Нелли посмотрела на Рено.

– Хинди, не попросите ли вы моего супруга выбирать выражения?

– Это еще что такое? – взорвался Твелвтрис. Мандель потрепал его по рукаву.

– Мне кажется, Нелли всего лишь…

– Я знаю, что она за «всего лишь»! Ведет себя словно королева, а я, значит, последний мудак. А я зарабатываю по двадцать миллионов в год…

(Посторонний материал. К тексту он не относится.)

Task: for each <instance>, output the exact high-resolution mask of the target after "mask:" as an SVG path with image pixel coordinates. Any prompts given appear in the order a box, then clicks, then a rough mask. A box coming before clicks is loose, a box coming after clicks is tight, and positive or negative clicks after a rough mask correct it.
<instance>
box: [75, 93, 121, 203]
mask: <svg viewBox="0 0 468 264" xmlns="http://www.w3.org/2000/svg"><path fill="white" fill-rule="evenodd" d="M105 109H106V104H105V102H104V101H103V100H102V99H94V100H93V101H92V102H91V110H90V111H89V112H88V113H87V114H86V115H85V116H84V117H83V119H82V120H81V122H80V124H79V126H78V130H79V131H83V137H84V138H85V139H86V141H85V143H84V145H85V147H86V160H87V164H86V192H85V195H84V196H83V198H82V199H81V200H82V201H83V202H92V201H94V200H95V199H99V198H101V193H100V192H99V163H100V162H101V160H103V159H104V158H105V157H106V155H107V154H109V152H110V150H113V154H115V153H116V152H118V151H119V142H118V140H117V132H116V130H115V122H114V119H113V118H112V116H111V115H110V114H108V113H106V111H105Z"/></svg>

– Роджер, – резко осадил его адвокат, одновременно остановив магнитофон. – Нам это не известно. Я хочу сказать, необходимо свериться с бухгалтерскими записями. Вы понимаете, о чем я?

– Тебе, Роджер, говорят, чтобы ты не показывал мне свою чековую книжку.

Произнося это, Нелли ослепительно улыбнулась.

– У нас сейчас только предварительное обсуждение, – вмешался Рено. – Мне кажется, нам следует сформулировать стоящую перед нами задачу двояко. Во-первых, необходимо наметить справедливый раздел совместно нажитого в браке имущества. Во-вторых, проследить за тем, чтобы налоговые службы не обобрали до нитки наших клиентов в ходе такого раздела.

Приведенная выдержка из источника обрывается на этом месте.